Aujourd’hui, avec la crise liée à la Covid-19 et ses retombées sur le marché du travail, le changement de cap professionnel devient parfois la seule voie pour s’adapter aux nouvelles réalités. Mais un changement non désiré peut-il devenir un changement réussi ? Voici la réponse de nos experts.

Reconversion professionnelle : Comment tourner une contrainte en opportunité

Depuis plusieurs années déjà, la transformation perpétuelle du monde du travail ainsi que l’arrivée de nouvelles générations ont fait voler en éclats les notions de carrière linéaire et de poste à vie. L’évolution de carrière est désormais une exigence et la reconversion professionnelle n’est plus aussi difficilement envisageable, bien au contraire.

Aujourd’hui, avec la crise liée à la Covid-19 et ses retombées sur le marché du travail, le changement de cap professionnel devient parfois la seule voie pour s’adapter aux nouvelles réalités. Mais un changement non désiré peut-il devenir un changement réussi ?

«Rares sont les changements de cap décidés par leurs auteurs. Et en même temps, y a-t-il un changement de cap que nous ayons fait sans l’avoir décidé ?», répond avec philosophie Hicham Mounib, ingénieur, coach et co-fondateur de l’École de l’Être. «Si votre changement de cap est planifié à l’avance, c’est que vous l’avez décidé en toute sérénité. Lorsqu’il est dicté par des événements, c’est que vous l’avez aussi décidé, mais sans sérénité», a-t-il développé.
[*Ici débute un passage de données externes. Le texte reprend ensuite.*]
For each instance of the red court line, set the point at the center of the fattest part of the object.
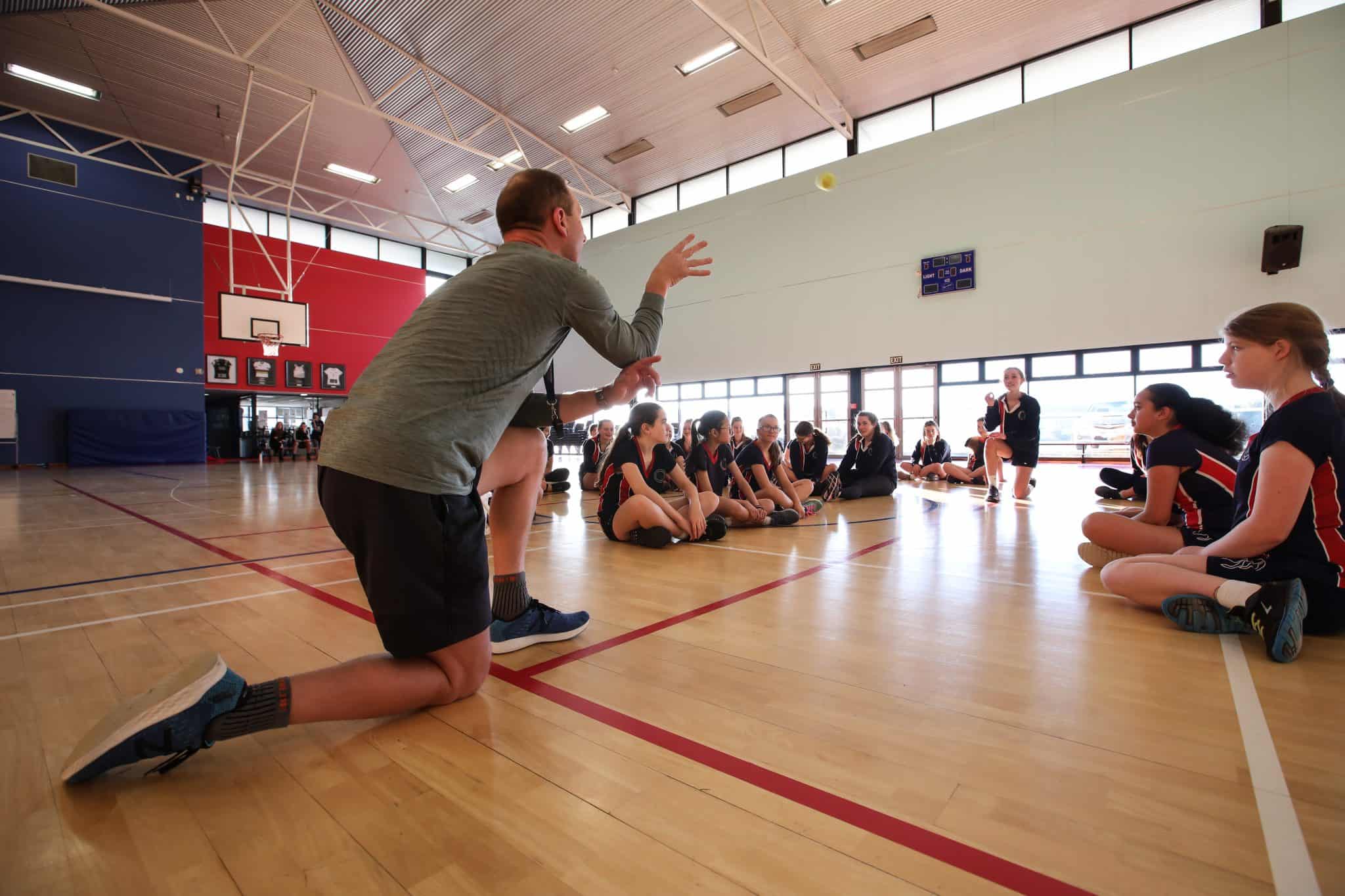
(944, 849)
(354, 609)
(690, 614)
(303, 528)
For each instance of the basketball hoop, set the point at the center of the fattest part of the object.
(269, 344)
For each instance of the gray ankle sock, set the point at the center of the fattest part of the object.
(260, 708)
(509, 597)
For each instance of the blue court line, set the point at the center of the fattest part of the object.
(143, 575)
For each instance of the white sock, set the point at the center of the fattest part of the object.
(1234, 594)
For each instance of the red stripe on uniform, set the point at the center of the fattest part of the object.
(1189, 509)
(1218, 472)
(1325, 496)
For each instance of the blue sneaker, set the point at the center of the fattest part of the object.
(1206, 616)
(167, 720)
(540, 624)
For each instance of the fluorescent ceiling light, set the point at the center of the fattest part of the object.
(584, 120)
(711, 56)
(906, 34)
(514, 155)
(748, 100)
(50, 81)
(462, 183)
(628, 151)
(350, 172)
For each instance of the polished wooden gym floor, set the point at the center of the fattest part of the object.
(915, 694)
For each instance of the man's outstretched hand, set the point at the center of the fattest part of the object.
(634, 379)
(678, 264)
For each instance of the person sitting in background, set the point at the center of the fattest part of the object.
(929, 457)
(974, 473)
(806, 458)
(870, 467)
(277, 441)
(1121, 485)
(596, 445)
(553, 480)
(738, 438)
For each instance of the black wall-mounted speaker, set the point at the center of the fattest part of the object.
(1281, 247)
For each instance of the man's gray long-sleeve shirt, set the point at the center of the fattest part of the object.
(431, 408)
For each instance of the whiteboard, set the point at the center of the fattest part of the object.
(9, 414)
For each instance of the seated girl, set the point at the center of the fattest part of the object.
(806, 457)
(974, 473)
(759, 461)
(712, 468)
(1118, 485)
(870, 467)
(1279, 572)
(635, 475)
(592, 453)
(1189, 463)
(929, 457)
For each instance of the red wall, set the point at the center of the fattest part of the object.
(354, 304)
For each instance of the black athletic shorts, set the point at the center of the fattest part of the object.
(422, 559)
(1199, 538)
(1325, 601)
(1025, 453)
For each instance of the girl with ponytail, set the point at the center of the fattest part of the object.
(806, 457)
(712, 468)
(636, 471)
(761, 461)
(1281, 570)
(870, 467)
(1189, 464)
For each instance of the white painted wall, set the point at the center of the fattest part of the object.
(1124, 211)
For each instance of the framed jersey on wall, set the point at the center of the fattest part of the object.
(299, 373)
(261, 371)
(222, 368)
(332, 377)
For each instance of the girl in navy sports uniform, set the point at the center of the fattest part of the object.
(712, 468)
(1281, 570)
(1019, 441)
(974, 473)
(685, 444)
(870, 467)
(806, 457)
(1191, 468)
(929, 457)
(592, 453)
(761, 463)
(635, 473)
(738, 438)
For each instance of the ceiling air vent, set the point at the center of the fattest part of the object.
(51, 169)
(748, 100)
(628, 151)
(893, 39)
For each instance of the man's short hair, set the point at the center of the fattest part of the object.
(529, 198)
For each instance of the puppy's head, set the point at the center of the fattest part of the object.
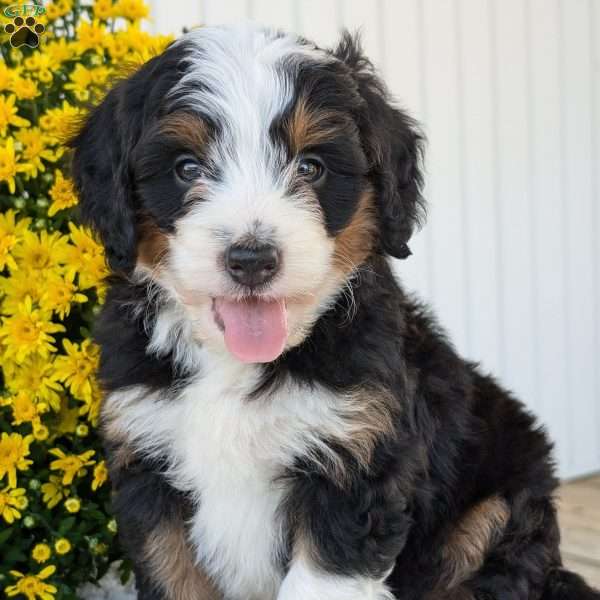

Mais qu’il soit souhaité ou imposé, un changement de cap n’est jamais à prendre à la légère et sa réussite est tributaire d’un ensemble de conditions, à commencer par une bonne préparation.

«Une transition professionnelle se planifie et se prépare. D’ailleurs, selon les études et surtout un retour d’expérience, une reconversion professionnelle réussie nécessite en moyenne trois ans d’expérience, et ce, en tenant compte des ressources dont dispose la personne concernée», affirme Jihane Labib, dirigeante Coachinglab, certifiée PCC par ICF, accréditée Senior Practionner par l’EMCC.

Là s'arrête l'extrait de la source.